The film’s opening is littered with obvious jokes, as the inept officers patrol round town on bicycles, forgetting how to arrest people properly (“You have the right to be an attorney?”), but then our duo relocate to high school and the smarts kick in – you won’t stop laughing from here until the end. Michael Bacall’s witty script starts by swapping the roles around, with Schmidt pretending to be a sporty jock and handsome lug Jenko stuck in science lessons with turned-on teacher Ms. Griggs (Ellie Kemper). Not content with that, Bacall also flips the school’s social hierarchy on its head – the cool kids don’t punch the ‘dorks’ any more or ‘one-strap’ their backpacks. Now they wear their bags with two straps and worry about the state of the environment – they also deal drugs.
As the cops track down the young dealers, 21 Jump Street fall into a deceptively conventional teen movie format. There are parties and proms, but there are also class productions of Peter Pan and stop-motion drug sequences that turn people’s heads into ice creams – it’s a real treat to see Lord and Miller carry over their absurd brand of humour from 2009 animation Cloudy with a Chance of Meatballs. The twin directors also prove a dab hand at live action set pieces – car chases are undermined by constantly non-exploding vehicles and a violent shoot-out is interrupted by an entertaining cameo. Amid the well-paced chaos, there’s buckets of blood, a ton of bad language and even a sequence where someone is shot in the penis, but perhaps the most striking aspect of 21 Jump Street is just how harmless it all is.

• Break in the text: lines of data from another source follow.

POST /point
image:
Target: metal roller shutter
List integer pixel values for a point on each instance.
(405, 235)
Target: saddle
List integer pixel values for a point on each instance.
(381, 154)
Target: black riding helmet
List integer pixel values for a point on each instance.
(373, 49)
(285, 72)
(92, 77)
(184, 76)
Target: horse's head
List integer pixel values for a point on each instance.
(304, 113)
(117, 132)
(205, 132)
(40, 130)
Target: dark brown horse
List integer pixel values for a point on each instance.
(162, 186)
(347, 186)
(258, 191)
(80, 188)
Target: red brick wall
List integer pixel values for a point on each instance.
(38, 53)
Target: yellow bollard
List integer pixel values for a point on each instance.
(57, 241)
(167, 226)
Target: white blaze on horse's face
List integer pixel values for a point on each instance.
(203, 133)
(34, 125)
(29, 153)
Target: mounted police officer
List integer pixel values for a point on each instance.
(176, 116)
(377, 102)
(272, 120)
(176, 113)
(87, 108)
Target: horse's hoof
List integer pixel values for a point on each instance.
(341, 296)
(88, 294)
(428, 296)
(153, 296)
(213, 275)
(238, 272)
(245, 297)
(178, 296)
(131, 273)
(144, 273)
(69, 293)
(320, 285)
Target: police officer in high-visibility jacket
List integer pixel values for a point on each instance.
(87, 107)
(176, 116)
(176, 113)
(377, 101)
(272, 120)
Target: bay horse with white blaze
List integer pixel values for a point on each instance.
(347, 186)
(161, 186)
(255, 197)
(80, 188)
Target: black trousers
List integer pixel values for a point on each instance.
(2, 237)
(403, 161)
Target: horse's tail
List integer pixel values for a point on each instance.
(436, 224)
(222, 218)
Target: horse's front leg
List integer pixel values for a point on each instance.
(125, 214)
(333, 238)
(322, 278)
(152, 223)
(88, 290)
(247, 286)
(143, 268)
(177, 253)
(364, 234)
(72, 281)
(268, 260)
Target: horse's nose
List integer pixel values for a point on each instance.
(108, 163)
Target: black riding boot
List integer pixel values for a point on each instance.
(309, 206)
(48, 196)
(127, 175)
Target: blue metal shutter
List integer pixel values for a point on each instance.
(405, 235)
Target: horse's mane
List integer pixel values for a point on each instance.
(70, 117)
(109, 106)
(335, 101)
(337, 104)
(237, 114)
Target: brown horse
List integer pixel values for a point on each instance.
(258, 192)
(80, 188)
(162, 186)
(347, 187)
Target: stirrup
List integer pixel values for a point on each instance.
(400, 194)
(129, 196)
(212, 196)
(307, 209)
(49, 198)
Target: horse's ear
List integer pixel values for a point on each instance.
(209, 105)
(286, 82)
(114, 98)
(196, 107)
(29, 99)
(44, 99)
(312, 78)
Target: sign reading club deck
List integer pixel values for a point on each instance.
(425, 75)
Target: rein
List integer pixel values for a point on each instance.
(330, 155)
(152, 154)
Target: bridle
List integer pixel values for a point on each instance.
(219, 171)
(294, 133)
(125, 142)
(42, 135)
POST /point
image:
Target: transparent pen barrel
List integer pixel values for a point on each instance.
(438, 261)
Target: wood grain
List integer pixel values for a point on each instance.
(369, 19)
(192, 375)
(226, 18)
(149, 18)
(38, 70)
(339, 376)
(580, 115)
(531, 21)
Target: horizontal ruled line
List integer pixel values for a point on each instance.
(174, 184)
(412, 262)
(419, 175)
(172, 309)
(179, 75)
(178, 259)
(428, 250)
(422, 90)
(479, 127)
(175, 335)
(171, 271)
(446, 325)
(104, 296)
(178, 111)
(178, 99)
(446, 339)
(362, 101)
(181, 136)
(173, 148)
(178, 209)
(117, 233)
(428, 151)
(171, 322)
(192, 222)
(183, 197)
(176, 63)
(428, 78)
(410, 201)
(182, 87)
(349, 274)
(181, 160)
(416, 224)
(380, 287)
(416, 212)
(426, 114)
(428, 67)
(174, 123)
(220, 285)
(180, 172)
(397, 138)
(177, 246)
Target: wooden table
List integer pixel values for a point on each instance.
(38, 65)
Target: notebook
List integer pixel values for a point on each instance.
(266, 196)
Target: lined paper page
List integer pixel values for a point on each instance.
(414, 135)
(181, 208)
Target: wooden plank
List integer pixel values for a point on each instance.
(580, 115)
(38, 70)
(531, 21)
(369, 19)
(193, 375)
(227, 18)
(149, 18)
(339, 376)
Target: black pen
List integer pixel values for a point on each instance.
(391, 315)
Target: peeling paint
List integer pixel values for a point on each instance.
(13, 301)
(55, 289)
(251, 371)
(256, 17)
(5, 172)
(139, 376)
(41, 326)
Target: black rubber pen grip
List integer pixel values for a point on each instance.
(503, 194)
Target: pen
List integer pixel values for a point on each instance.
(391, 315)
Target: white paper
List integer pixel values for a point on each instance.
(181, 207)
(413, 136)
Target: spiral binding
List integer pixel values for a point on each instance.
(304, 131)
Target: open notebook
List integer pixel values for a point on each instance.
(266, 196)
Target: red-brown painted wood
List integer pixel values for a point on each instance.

The film’s crude jokes and toilet humour are balanced out well by the two fine leads: Hill is hilarious and instantly likeable, Ice Cube’s irate Captain Dickson splits sides with stereotypical rants about black people giving stereotypical rants, whilst Tatum’s deadpan talent produces the best role of his career. In an anarchic remake that refuses to be anything like its source material, Tatum’s unexpected comic talent might actually be the biggest subversion of them all. Who knew the G.I. Joe star had it in him?